If you specify the BY statement, then the DATA= data set must contain all the BY variables that you specify in the BY statement and the data set must be sorted by the BY variables unless you specify the NOTSORTED option in the BY statement.
The INEST= data set is expected to contain the initial values of the parameters for the parameter estimation process.
If you specify the SCALEMODEL statement, then you can use the INEST= data set only if the SCALEMODEL statement contains singleton continuous effects.
If you specify the BY statement, then the INEST= data set must contain all the BY variables that you specify in the BY statement. If you do not specify the NOTSORTED option in the BY statement, then the INEST= data set must be sorted by the BY variables. However, it is not required to contain all the BY groups present in the DATA= data set. For the BY groups that are not present in the INEST= data set, the default parameter initialization method is used. If you specify the NOTSORTED option in the BY statement, then the INEST= data set must contain all the BY groups that are present in the DATA= data set and they must appear in the same order as they appear in the DATA= data set.
In addition to any variables that you specify in the BY statement, the data set must contain the following variables:
identifying name of the distribution for which the estimates are provided.
type of the estimate. The value of this variable must be EST for an observation to be valid.
M variables, named after the parameters of all candidate distributions, that contain initial values of the respective parameters.
M is the cardinality of the union of parameter name sets from all candidate distributions. In an observation, estimates are
read only from variables for parameters that correspond to the distribution that is indicated by the _MODEL_ variable.
If you specify a missing value for some parameters, then default initial values are used unless the parameter is initialized by using the INIT= option in the DIST statement. If you want to use the dist_PARMINIT subroutine for initializing the parameters of a model, then you should either not specify the model in the INEST= data set or specify missing values for all the distribution parameters in the INEST= data set and not use the INIT= option in the DIST statement.
If you specify regressors, then the initial value that you provide for the first parameter of each distribution must be the base value of the scale or log-transformed scale parameter. For more information, see the section Estimating Regression Effects.
If you specify K regressors in the SCALEMODEL statement
, then the INEST= data set must contain K variables that are named for each regressor. The variables contain initial values of the respective regression coefficients.
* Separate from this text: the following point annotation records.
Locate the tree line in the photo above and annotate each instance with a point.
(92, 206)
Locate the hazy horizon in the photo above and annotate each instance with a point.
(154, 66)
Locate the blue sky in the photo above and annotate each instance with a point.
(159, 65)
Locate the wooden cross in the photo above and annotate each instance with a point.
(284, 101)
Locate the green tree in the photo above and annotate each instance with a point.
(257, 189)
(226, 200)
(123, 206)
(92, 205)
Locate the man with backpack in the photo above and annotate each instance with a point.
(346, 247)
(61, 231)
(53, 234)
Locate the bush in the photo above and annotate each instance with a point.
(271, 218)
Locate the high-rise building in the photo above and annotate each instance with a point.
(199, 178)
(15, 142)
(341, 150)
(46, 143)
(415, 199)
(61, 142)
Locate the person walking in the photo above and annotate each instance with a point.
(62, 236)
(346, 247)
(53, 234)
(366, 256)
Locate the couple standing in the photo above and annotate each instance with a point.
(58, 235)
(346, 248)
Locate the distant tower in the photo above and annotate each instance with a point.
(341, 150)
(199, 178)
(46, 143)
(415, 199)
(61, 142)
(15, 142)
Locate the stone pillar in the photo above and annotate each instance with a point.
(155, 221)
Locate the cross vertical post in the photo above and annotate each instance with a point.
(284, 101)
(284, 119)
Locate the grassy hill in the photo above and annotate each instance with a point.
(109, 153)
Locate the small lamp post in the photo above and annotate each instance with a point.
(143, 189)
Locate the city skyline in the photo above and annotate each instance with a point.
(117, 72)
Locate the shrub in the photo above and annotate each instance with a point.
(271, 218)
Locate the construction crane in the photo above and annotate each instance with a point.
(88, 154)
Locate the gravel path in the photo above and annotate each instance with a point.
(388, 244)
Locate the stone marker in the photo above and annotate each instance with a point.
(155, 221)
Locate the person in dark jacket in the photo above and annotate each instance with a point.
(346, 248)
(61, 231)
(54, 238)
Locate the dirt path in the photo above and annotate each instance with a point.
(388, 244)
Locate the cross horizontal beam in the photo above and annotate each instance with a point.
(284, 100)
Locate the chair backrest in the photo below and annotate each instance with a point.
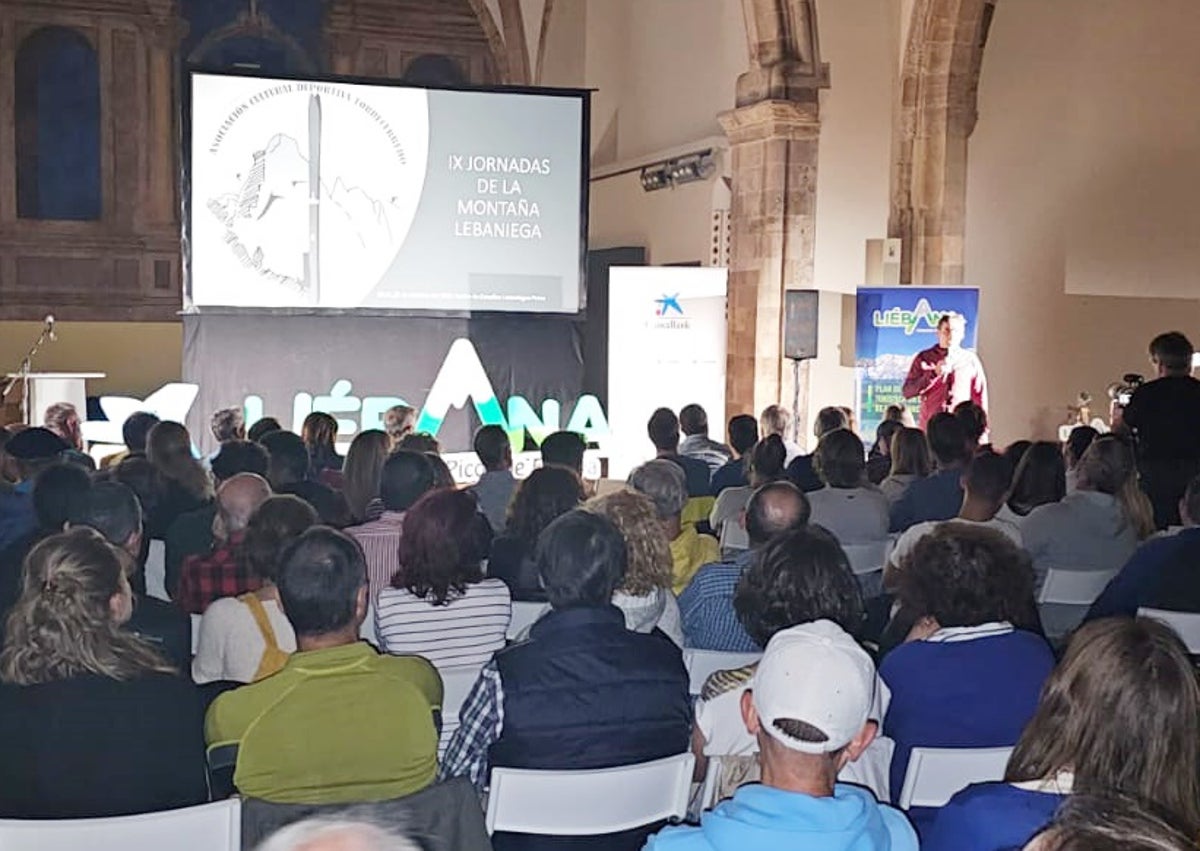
(523, 616)
(583, 803)
(701, 664)
(156, 570)
(936, 774)
(209, 827)
(1073, 587)
(1186, 625)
If a regressor is linearly dependent on other regressors for a given BY group, then you can indicate this by providing a special
missing value of .R for the respective variable. In a given BY group, if you mark a variable as linearly dependent for one
model, then you must mark that variable as linearly dependent for all the models. Similarly, in a given BY group, if you do
not mark a variable as linearly dependent for one model, then you must not mark that variable as linearly dependent for all
the models.